In some ways, this is an old story. I’ve told parts of it before. But most of it is new and all of it is true. I hope it is true for you.
The December I was 9, my stepdad was drinking more than his usual and he and my mother were either shouting or silent as the dead. My sister, at 14, had moved out to live with friends. And my two younger brothers, with a bad case of croup, barked like dogs day and night.
I was looking forward to two things: Getting a Tiny Tears for Christmas; and after Christmas, spending a week with my dad and his mother on their farm.
Santa delivered on the Tiny Tears, a doll with a hard plastic face. I named her “Tiny,” fed her a bottle and watched her eyes leak like sieves. I knew just how she felt. Then I left her on the sofa and went out on the porch to shoot my brother’s cap pistol.
Minutes later, my mother, in a rage at my stepdad, plopped down on Tiny, picked her up and flung her across the room.
When I heard Tiny’s head hit the wall, I feared it might be my mother’s. But it was only Tiny. There are worse things in life than a broken-nosed doll. And Tiny never shed another tear.
Two days later, my mother dropped me at the bus station in Tryon, N.C., where I boarded a bus to Hendersonville.
Dad was waiting at the bus stop. I waved. He stubbed out his cigarette and grinned. And suddenly, it was Christmas.
On the drive to the farm, I filled him in on everything, except for how things were at home. I didn’t need to tell him that. He knew. My mother’s mother had made sure of it.
My dad’s mother was a little woman with a big, soft, rose-scented bosom. When she heard car wheels growling on the old gravel road, she came running out to meet us and swallowed me up in her hug.
In the farmhouse, she gave me a Christmas gift she’d made for me: A rag doll with a handsewn face. I smiled, thinking that doll’s nose would never break.
“She’s a magic doll,” said my grandmother with a wink. “Hold her close and listen. She’ll tell you things you need to hear.”
I held her close, listened, then looked at my grandmother.
“What did she say?” she asked.
“She told me I am safe. And I am loved. And I am hungry.”
We laughed and went to the kitchen to get a biscuit.
My grandmother is gone now, but I still have the doll. It still tells me things I need to hear.
That week went by fast. I lay awake each night waiting for my dad to come home from the evening shift at the mill. He’d slip in my room and kiss the top of my head. I’d pretend to be asleep, but I was awake, storing the moments in memory like canned peaches in a cellar for all the cold nights we’d be apart.
New Year’s Eve morning, Dad saddled a horse he boarded for a neighbor, boosted me up, held the reins and led me around the pasture. The mountains were all frosted with snow. I felt like a decoration on a cake.

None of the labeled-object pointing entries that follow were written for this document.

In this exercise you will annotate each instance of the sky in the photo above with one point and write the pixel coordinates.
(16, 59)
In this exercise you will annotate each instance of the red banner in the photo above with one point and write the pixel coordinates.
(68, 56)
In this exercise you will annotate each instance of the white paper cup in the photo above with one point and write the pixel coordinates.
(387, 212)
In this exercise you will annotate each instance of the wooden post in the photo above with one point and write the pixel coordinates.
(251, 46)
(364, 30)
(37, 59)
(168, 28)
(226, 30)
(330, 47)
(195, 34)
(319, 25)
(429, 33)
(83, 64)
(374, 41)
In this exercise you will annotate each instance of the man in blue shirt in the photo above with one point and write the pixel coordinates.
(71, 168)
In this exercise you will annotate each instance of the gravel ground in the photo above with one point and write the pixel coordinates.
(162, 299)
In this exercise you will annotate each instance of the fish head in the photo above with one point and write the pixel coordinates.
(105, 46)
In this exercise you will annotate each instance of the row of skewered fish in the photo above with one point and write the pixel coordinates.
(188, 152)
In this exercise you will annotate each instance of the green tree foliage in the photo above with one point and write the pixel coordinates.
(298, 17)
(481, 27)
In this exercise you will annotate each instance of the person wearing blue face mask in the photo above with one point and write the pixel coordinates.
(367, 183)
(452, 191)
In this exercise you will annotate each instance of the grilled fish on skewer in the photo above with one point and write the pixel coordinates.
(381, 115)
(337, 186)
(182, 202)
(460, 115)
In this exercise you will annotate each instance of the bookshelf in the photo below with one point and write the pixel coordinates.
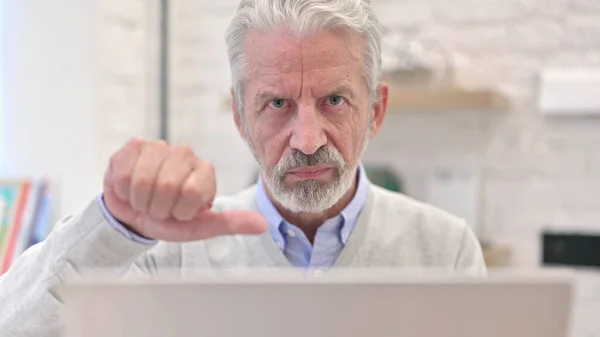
(24, 217)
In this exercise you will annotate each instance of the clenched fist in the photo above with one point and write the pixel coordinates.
(166, 192)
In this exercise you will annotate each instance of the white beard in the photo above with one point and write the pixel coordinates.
(310, 196)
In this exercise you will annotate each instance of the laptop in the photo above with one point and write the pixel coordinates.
(349, 303)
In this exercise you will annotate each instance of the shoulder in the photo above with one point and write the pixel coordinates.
(420, 233)
(414, 213)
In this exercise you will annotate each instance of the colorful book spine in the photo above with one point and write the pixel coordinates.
(15, 230)
(38, 189)
(7, 190)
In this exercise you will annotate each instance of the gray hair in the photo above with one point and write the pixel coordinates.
(304, 17)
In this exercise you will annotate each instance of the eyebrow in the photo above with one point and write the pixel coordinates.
(262, 96)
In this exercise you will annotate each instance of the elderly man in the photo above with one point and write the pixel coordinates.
(307, 100)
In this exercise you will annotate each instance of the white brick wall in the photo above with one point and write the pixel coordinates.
(128, 74)
(538, 173)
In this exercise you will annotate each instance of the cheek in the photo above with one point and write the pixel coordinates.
(348, 139)
(271, 144)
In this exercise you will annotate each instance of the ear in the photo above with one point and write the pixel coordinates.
(379, 108)
(236, 113)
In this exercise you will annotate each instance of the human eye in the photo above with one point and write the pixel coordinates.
(277, 103)
(335, 100)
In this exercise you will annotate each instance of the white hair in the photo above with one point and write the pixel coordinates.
(304, 17)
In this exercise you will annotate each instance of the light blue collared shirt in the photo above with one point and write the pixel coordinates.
(331, 236)
(330, 239)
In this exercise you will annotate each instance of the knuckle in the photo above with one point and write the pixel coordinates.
(160, 143)
(135, 142)
(143, 182)
(170, 186)
(122, 177)
(208, 167)
(184, 149)
(191, 191)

“We need to talk,” he said, and I held my breath.
“I hear things are bad with your mama. I know you love her. But you don’t have to live with her. Your grandma and I want you to live with us.”
The horse snorted. I blinked and mountains grew blurry.
“No need to answer yet,” Dad said. “Just think about it. It’s your life. You get to choose.”
Late that night, New Year’s Eve, after Dad left for the mill, I lay in bed thinking about his words. I had never thought of my life as my own, let alone, that I had any choice in it.
But at midnight, when the mill whistle blew, signaling the end of a shift and the start of a new year, I made my choice.
I would stay with my mother and my brothers. Somebody had to watch over them. But I’d fall asleep each night thankful to God above, knowing I had a home, if need be, with my dad.
It was what I needed to know. And most days, it was enough.
At Christmas, we celebrate the gift of life. And on New Year’s Day, and every day, life begins anew for us all. But the choice for how we live it is ours alone.